Tanker smuggling migrants 'never would have made it to NZ'

8:54 am on 7 May 2018

An Australian refugees' rights activist says a tanker smuggling Sri Lankan immigrants would never have made it to Australia or New Zealand.

Malaysian Police say the tanker was carrying 131 Sri Lankans headed for New Zealand and Australia.

Malaysian Police say the tanker was carrying 131 Sri Lankans headed for New Zealand and Australia. Photo: Royal Malaysia Police

Malaysian authorities halted the modified tanker with 131 people on board on Tuesday and a group of Indonesains and Malaysians were arrested.

Malaysia's national police chief Mohamad Fuzi Harun said the large-scale and cunning human smuggling syndicate had been operating for a year and had connections in New Zealand, as well as in Sri Lanka, Australia, Indonesia and Malaysia.

However a spokesperson for the Refugee Action Coalition, Ian Rintoul, said he doubted the ship could have gone far.

"It's got a long way to come, even from Malaysia... and certainly the accommodation... it's not equipped for any long distance thing.

So I think, on the face of it, there's no possibility that it could be thinking of attempting to go to New Zealand."

However he said a ship that size could reach Christmas Island if it was able to avoid the authorities that watch over the region.

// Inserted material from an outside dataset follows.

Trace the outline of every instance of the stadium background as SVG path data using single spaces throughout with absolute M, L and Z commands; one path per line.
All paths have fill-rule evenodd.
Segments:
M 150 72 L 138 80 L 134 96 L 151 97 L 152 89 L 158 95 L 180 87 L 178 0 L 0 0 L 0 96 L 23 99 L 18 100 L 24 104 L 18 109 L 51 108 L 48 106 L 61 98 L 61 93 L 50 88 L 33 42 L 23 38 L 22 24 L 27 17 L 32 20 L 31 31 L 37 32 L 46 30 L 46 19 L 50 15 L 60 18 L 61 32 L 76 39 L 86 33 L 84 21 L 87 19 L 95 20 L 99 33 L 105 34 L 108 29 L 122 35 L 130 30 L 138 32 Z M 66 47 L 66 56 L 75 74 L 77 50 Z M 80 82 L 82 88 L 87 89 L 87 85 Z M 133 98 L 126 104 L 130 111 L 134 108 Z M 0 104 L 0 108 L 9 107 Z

"It's a fairly ambitious kind of operation and it's unlikely, given the level of surveillence between Indonesia and Australia, that a boat that size would make it.

He said the authorities were likely overplaying the level of complexity and contacts.

"It could be as small as a phonecall made to a relative in Australia," he said.

"It's not really a highly efficient operation that we're talking about, I don't think we're looking at a very well equipped international syndicate.

"They would know very well in the first place not to try that kind of voyage with a steel hulled ship from Malaysia."